🔤 Documents¶

The list of all indexed documents can be reached from the Administration interface, by clicking on Documents. Regular expressions can be used in the search bar to match URLs or page titles.

Document detailed view¶

The document page contains fields about the crawl status of the page:

Status¶

Shows if the document triggered an error during its last crawl.

Error¶

The error that was triggered during last crawl if any.

Crawl DT¶

The interval before the next recrawl of the document.

Recursion remaining¶

The number of recursion levels remaining for this document when it was discovered through limited depth crawling (URLs matching the Limited depth URL regex).

Rejected by robots.txt¶

This indicates if the URL was not crawled due to a robots.txt rule. If necessary the robots.txt can be ignored in the Domain.

Too many redirects¶

Indicates if the page was not crawled due to too many redirection. The limit can be set in the configuration file.

Show on homepage¶

When the browsable home option is enabled, this parameter can switch availability of the document from the homepage. (See Types of Archives)

Hidden¶

The document does not appear in search results.

Webhooks¶

The Webhooks tab shows the result of 📡 Webhooks that were run for this document.

Metadata¶

The Metadata tab shows associated metadata for the document. The metadata is stored in a JSON format and can be used to add custom fields to the document.
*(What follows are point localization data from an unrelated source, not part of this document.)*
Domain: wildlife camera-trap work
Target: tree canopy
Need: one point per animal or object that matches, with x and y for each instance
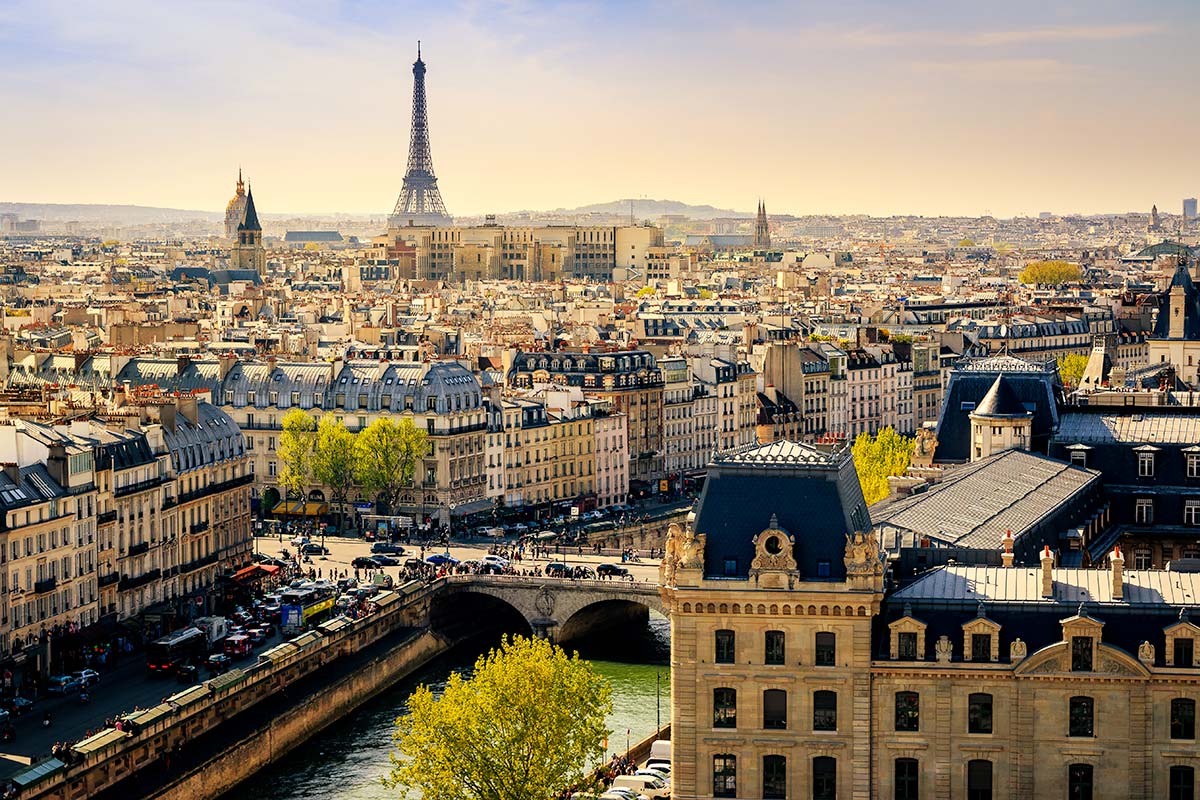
(1071, 368)
(1050, 272)
(526, 726)
(879, 457)
(387, 455)
(297, 443)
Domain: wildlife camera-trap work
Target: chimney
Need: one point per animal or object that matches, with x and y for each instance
(1047, 572)
(1007, 542)
(1117, 561)
(12, 471)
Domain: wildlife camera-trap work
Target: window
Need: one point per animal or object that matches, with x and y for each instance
(1145, 464)
(774, 709)
(725, 708)
(774, 642)
(1079, 782)
(1182, 783)
(1080, 717)
(725, 775)
(825, 710)
(724, 647)
(981, 647)
(1183, 719)
(906, 781)
(979, 713)
(1183, 651)
(827, 649)
(825, 777)
(1081, 654)
(978, 780)
(774, 777)
(907, 711)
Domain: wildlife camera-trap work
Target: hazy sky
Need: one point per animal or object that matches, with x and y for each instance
(892, 107)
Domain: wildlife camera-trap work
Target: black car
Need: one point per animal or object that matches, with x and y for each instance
(612, 571)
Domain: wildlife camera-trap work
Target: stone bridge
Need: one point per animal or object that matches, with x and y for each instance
(555, 608)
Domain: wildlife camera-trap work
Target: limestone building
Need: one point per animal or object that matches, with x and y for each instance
(798, 671)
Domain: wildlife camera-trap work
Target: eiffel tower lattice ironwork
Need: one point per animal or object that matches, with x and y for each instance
(419, 202)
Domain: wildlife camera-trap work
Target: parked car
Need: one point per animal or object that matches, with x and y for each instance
(87, 678)
(63, 685)
(612, 571)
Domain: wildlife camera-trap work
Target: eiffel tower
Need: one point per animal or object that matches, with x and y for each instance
(419, 202)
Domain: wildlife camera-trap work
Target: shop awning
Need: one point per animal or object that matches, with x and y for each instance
(300, 509)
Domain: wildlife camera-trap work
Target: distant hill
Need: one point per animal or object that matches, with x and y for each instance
(646, 209)
(125, 215)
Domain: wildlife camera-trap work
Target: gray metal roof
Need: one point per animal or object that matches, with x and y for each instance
(977, 503)
(1071, 585)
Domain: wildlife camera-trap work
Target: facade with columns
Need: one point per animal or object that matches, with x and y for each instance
(799, 672)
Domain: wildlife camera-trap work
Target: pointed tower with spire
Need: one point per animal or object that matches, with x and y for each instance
(247, 252)
(761, 228)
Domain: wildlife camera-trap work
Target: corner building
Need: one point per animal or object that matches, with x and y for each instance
(797, 672)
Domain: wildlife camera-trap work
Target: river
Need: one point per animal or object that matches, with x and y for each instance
(347, 759)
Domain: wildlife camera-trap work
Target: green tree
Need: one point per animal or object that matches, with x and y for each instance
(1051, 274)
(333, 462)
(526, 726)
(879, 457)
(387, 455)
(295, 451)
(1071, 368)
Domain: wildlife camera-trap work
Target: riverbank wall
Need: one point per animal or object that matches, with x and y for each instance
(288, 693)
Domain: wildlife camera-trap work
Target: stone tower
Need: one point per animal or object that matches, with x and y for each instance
(247, 251)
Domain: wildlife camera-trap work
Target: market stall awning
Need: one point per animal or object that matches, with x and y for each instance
(300, 509)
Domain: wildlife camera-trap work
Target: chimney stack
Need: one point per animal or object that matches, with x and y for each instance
(1117, 561)
(1047, 572)
(1007, 542)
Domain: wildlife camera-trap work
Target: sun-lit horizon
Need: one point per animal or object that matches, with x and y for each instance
(862, 108)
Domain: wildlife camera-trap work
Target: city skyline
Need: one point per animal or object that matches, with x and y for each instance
(1005, 110)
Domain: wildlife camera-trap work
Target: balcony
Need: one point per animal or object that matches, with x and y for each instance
(141, 486)
(141, 581)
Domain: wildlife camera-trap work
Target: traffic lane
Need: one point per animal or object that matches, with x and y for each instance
(343, 551)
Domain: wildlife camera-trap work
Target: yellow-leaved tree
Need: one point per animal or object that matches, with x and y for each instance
(1050, 272)
(879, 457)
(526, 726)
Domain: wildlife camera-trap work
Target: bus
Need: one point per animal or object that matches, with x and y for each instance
(175, 649)
(299, 607)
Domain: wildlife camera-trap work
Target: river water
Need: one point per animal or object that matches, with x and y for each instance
(347, 759)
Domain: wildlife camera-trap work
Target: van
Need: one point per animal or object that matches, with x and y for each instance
(647, 785)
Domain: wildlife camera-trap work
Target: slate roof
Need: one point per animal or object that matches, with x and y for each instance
(977, 503)
(815, 495)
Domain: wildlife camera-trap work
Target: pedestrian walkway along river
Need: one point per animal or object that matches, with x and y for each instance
(346, 761)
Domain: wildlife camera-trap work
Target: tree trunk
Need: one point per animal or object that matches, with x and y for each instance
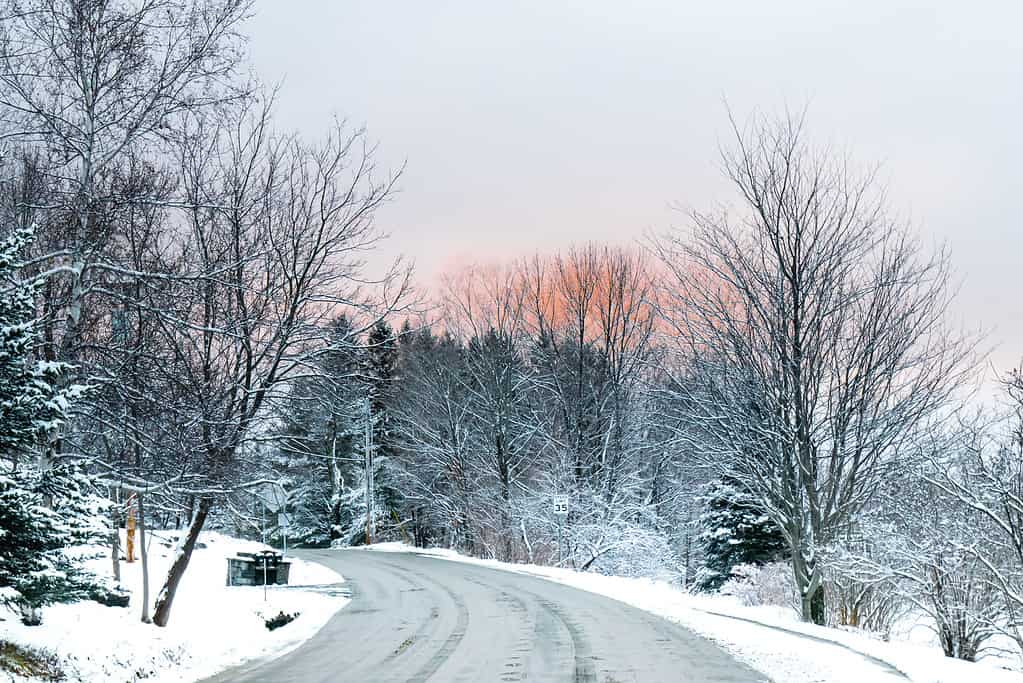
(162, 615)
(116, 538)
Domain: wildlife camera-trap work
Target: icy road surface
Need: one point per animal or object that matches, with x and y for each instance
(421, 619)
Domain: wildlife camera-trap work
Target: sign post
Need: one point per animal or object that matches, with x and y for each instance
(283, 524)
(560, 506)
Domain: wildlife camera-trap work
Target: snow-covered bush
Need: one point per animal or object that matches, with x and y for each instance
(734, 532)
(762, 585)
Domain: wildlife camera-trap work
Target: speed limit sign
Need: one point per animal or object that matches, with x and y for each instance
(561, 505)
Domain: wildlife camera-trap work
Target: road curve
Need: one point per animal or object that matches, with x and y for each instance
(415, 619)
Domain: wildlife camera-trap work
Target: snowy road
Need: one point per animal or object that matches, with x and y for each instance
(421, 619)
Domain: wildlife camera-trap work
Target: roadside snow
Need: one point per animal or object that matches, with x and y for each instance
(212, 626)
(769, 639)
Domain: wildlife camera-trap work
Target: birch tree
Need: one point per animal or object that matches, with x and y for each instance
(811, 329)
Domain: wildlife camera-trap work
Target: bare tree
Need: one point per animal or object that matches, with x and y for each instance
(89, 82)
(811, 332)
(271, 246)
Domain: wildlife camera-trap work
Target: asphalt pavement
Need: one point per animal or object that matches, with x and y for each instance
(416, 619)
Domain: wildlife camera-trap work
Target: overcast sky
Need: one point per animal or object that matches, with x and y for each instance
(533, 125)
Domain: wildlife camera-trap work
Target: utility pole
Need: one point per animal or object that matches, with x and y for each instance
(370, 527)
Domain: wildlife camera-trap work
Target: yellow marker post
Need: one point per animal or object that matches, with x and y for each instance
(130, 526)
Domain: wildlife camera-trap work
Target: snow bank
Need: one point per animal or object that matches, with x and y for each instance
(769, 639)
(212, 626)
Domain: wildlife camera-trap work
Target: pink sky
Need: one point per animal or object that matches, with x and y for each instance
(531, 125)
The metadata can be set using Javascript execution in the browser context, or using the return value of the 📡 Webhooks.

Document list view¶

Actions¶

Using the actions dropdown, the following actions can be applied to the selected documents:

Crawl now: Triggers a crawl of the document as soon as a worker is available.
Remove from crawl queue: Removes the document from the crawl queue, it won’t be processed unless manualy re-added.
Convert screens to jpeg: Converts the screenshots of the document to JPEG format.
Switch hidden: Toggles the hidden status of the document.